Pemkot Bekasi Bakal Nonaktifkan Running Text dan Videotron Sementara

  • Bagikan

Menyusul peretasan running teks atau tulisan berjalan di Asrama Haji Embarkasi Jakarta-Bekasi dan RSUD Bantargebang, kini Pemerintah Kota Bekasi Minta seluruh running teks dan videotron untuk di nonaktifkan.

Hal ini disampaikan PJ Sekretaris Daerah Kota Bekasi, Junaedi dalam keterangan tertulis pada Jumat (26/5/2023) usai dua peristiwa tersebut menjadi berbincang di beberapa media sosial.

“Kepada seluruh Perangkat Daerah untuk sementara mematikan running text dan videotron di Kota Bekasi,” kata Junaedi dalam keterangan, Jumat (26/5/2023).

Disampaikan oleh Junaedi, jika Pemerintah Kota Bekasi akan menindaklanjuti informasi peretasan running teks yang dianggap menampilkan kalimat yang tidak baik dan meresahkan masyarakat.
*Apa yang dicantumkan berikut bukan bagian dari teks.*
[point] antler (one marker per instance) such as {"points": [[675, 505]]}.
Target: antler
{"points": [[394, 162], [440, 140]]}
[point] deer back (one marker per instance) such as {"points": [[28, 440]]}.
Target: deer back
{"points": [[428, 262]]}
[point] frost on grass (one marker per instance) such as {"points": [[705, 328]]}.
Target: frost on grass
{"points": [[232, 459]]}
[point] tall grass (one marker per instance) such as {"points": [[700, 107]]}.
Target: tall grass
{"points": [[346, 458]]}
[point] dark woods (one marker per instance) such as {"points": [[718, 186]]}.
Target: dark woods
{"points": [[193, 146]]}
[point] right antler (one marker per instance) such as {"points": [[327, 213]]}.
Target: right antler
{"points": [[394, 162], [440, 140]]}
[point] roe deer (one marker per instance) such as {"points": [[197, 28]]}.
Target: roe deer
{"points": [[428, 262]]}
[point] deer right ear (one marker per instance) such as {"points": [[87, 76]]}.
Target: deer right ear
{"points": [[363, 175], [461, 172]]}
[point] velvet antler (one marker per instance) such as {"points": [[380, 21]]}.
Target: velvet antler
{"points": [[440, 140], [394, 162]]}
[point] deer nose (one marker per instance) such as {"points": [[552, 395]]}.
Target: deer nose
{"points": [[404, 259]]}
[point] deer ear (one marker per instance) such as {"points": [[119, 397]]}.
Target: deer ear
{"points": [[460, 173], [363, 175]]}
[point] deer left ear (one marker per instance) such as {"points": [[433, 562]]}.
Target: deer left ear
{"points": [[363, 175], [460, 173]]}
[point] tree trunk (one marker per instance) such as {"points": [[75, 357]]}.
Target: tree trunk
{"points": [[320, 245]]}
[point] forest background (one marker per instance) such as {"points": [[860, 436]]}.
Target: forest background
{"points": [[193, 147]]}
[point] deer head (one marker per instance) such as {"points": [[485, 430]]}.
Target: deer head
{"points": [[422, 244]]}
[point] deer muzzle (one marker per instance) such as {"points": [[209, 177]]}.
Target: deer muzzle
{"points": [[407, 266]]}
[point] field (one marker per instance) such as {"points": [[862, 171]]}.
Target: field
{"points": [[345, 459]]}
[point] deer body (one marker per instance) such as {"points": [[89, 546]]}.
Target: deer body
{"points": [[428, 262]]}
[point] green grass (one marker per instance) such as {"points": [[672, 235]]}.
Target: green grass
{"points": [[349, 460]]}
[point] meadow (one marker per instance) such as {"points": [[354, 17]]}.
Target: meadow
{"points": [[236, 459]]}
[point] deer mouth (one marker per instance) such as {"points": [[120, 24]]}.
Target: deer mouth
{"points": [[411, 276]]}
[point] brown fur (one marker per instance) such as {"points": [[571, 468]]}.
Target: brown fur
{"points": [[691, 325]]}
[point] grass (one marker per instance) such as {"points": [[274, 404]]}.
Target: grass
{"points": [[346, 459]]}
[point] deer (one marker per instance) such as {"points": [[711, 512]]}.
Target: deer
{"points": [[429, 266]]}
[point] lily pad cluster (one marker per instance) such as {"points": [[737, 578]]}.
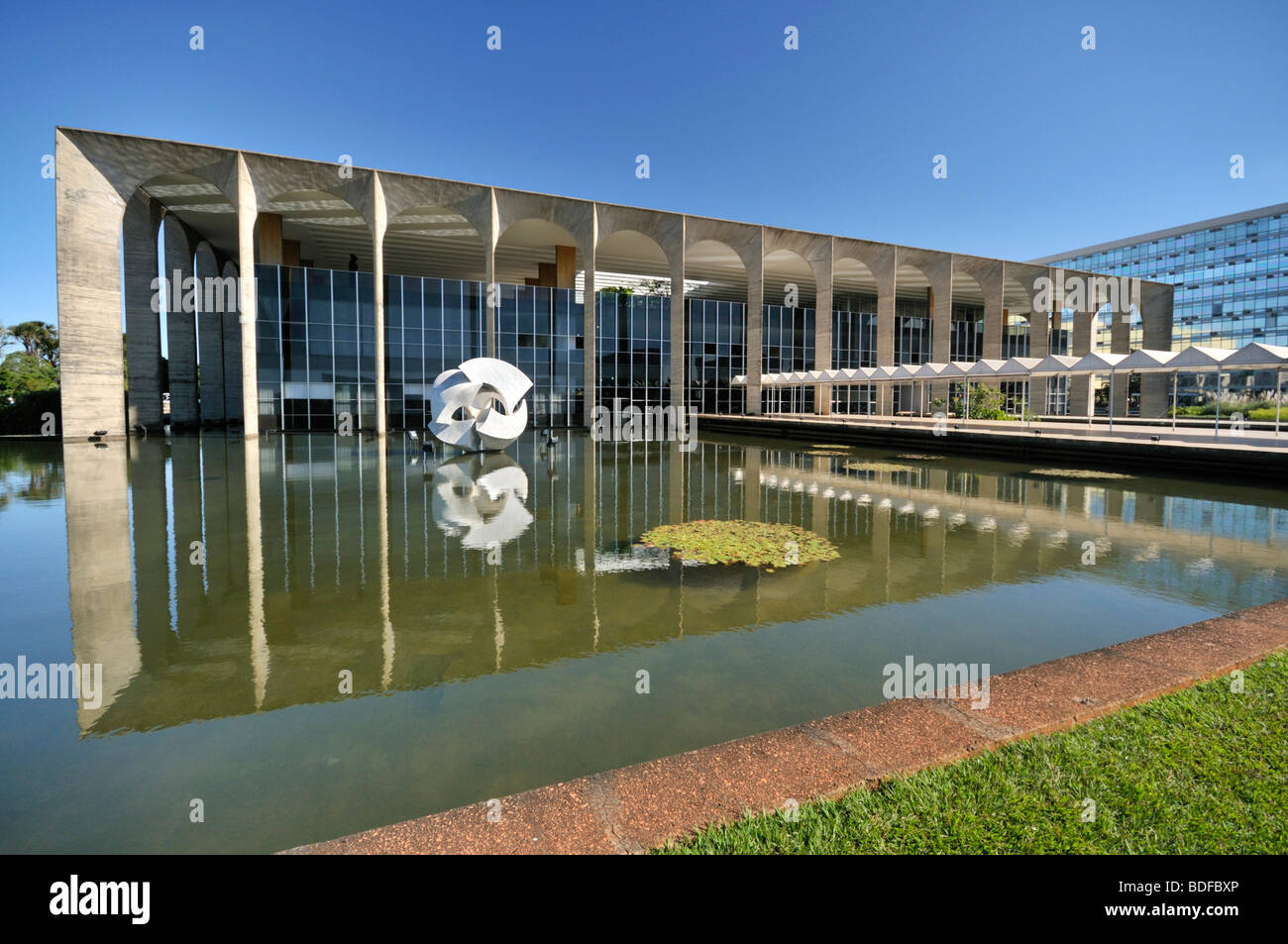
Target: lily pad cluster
{"points": [[756, 544]]}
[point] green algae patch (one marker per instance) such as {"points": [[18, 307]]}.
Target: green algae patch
{"points": [[756, 544], [1086, 474], [877, 467]]}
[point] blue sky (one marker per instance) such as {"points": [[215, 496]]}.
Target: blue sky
{"points": [[1048, 147]]}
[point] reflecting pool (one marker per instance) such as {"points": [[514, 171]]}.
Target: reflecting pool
{"points": [[314, 634]]}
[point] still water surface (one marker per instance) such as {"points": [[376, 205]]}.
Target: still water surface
{"points": [[493, 613]]}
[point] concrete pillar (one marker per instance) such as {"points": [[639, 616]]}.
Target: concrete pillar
{"points": [[89, 214], [99, 571], [1155, 310], [377, 240], [823, 329], [490, 291], [1081, 400], [588, 327], [1120, 343], [210, 339], [246, 301], [232, 355], [885, 318], [678, 353], [142, 321], [755, 322], [180, 327]]}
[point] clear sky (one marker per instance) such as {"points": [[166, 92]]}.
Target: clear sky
{"points": [[1048, 146]]}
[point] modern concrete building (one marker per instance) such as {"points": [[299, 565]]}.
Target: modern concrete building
{"points": [[349, 262], [1231, 275]]}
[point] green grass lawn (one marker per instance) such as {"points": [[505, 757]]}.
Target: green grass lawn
{"points": [[1201, 771]]}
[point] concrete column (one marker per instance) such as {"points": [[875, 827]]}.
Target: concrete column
{"points": [[89, 214], [248, 303], [1081, 400], [755, 322], [1155, 310], [99, 572], [823, 329], [1120, 343], [142, 321], [232, 356], [377, 240], [885, 318], [490, 291], [588, 329], [678, 355], [180, 327], [210, 340]]}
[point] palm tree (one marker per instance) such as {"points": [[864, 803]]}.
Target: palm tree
{"points": [[38, 339]]}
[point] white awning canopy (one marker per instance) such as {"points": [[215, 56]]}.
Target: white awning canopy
{"points": [[1145, 361], [1194, 360]]}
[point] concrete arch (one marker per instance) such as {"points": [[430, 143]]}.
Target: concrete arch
{"points": [[403, 193], [724, 270], [930, 273], [631, 252], [271, 178], [124, 163], [434, 240], [664, 231], [524, 245], [316, 226], [789, 266], [575, 218]]}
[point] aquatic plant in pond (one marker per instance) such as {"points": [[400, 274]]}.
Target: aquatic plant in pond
{"points": [[758, 544]]}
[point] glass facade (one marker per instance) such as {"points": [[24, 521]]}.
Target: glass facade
{"points": [[854, 344], [541, 333], [912, 331], [1232, 279], [967, 334], [316, 343], [787, 344], [715, 353]]}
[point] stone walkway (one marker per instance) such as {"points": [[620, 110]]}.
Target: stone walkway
{"points": [[647, 805]]}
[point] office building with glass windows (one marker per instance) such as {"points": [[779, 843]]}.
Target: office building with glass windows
{"points": [[366, 284], [1231, 275]]}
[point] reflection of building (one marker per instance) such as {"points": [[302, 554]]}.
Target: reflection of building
{"points": [[330, 558], [724, 299]]}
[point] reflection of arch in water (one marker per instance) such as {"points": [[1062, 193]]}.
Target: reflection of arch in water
{"points": [[481, 497]]}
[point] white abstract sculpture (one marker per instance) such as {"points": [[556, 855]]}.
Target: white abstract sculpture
{"points": [[481, 500], [480, 406]]}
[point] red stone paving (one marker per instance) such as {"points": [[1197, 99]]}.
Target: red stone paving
{"points": [[645, 805]]}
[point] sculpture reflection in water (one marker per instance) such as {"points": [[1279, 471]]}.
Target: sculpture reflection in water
{"points": [[481, 498]]}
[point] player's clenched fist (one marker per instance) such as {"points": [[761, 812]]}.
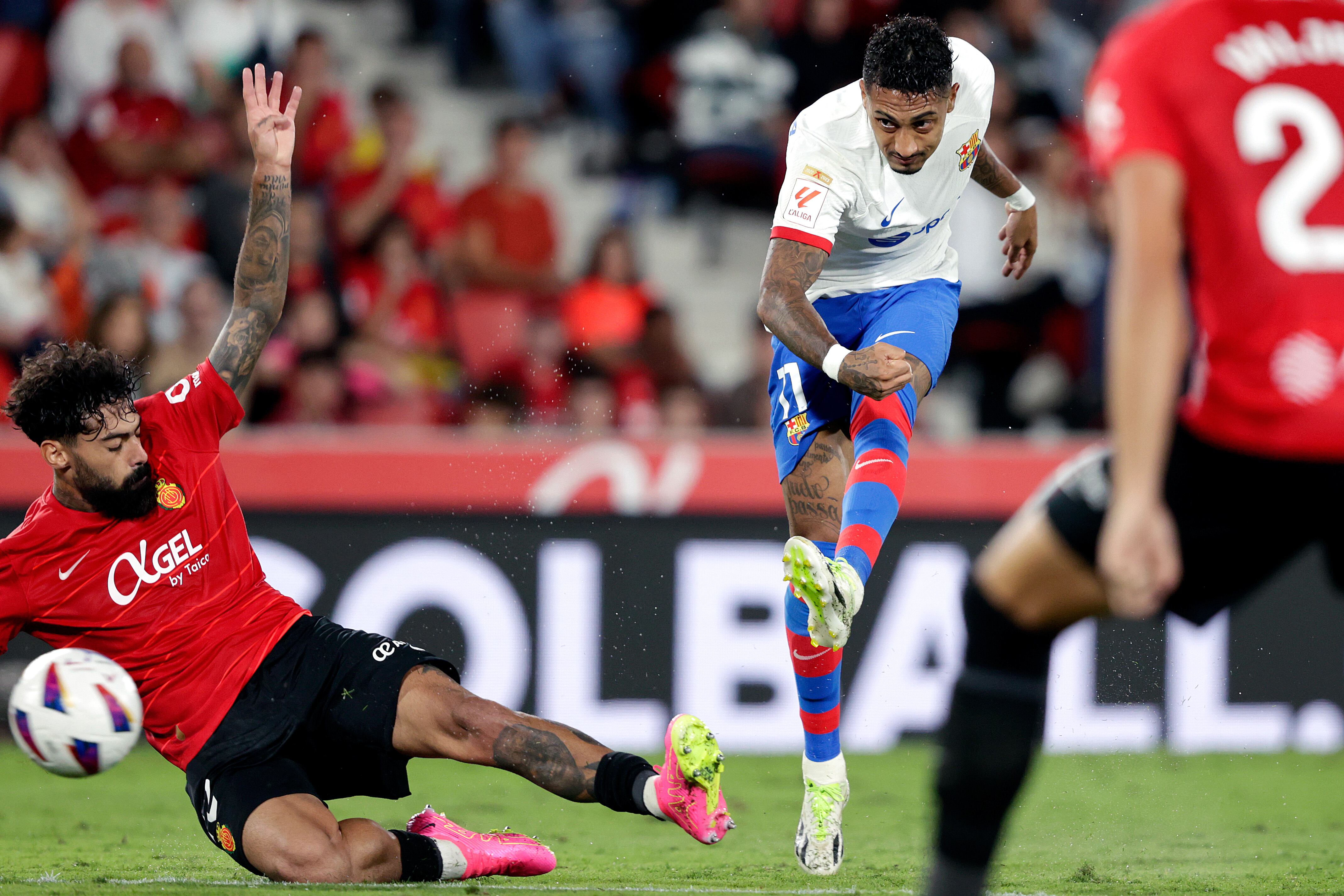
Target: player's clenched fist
{"points": [[877, 371], [269, 130], [1139, 557]]}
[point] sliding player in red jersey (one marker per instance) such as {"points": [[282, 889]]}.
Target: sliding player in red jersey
{"points": [[1218, 124], [139, 551]]}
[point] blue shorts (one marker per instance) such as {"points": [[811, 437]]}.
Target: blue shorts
{"points": [[917, 318]]}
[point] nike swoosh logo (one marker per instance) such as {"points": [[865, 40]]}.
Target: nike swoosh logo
{"points": [[812, 657], [886, 221], [65, 574]]}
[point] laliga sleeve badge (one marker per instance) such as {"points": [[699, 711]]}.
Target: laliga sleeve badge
{"points": [[796, 426], [170, 495], [968, 152], [225, 838]]}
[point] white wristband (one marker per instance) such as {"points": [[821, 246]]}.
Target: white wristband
{"points": [[831, 365], [1022, 201]]}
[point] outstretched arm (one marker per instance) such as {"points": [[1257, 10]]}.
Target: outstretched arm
{"points": [[1019, 233], [791, 268], [264, 260]]}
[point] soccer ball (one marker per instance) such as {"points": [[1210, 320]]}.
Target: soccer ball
{"points": [[76, 712]]}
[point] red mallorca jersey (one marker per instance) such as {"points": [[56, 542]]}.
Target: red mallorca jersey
{"points": [[178, 597], [1248, 97]]}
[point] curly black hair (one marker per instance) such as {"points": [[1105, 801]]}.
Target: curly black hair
{"points": [[62, 390], [909, 54]]}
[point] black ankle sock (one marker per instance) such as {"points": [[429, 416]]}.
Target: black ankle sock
{"points": [[619, 784], [991, 738], [421, 859]]}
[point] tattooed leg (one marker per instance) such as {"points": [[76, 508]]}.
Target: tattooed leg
{"points": [[815, 495], [815, 491], [440, 719]]}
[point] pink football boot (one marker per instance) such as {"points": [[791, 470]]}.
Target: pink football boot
{"points": [[494, 854], [689, 781]]}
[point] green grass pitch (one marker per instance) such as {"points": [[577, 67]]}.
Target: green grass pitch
{"points": [[1152, 824]]}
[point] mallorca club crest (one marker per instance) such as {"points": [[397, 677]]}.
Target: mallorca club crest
{"points": [[170, 495], [968, 152], [796, 426], [225, 838]]}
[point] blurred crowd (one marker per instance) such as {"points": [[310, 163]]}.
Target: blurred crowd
{"points": [[125, 172]]}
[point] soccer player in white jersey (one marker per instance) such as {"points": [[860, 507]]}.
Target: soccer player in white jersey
{"points": [[861, 292]]}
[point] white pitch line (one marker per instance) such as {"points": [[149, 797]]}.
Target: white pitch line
{"points": [[554, 888]]}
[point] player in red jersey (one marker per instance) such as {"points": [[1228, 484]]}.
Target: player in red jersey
{"points": [[139, 551], [1218, 124]]}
Seperti yang terjadi di RSUD Bantargebang dan Asrama Haji Embarkasi Jakarta-Bekasi.

Junaedi juga meminta kepada perangkat daerah terkait untuk melakukan pengecekan dan penelusuran atas adanya kejadian tersebut.

Karena kata Junaedi, ada orang yang tidak bertanggung jawab dan ingin menjelekkan Pemerintah Kota Bekasi.

“Kami sangat prihatin atas adanya kejadian tersebut dan untuk mencegah hal-hal yang tidak diinginkan kami telah berkoordinasi kepada pihak kepolisian,” katanya.

Disampaikan Junaedi, Pemerintah Kota Bekasi terbuka terhadap bentuk-bentuk penyampaian aspirasi yang tentunya bersifat membangun. Namun tetap menjunjung kaidah moral dan norma yang berlaku di masyarakat.

“Tidak dalam bentuk vandalisme dengan merusak fasilitas umum yang dapat mengganggu efektivitas pelayanan terhadap masyarakat Kota Bekasi,” ucapnya.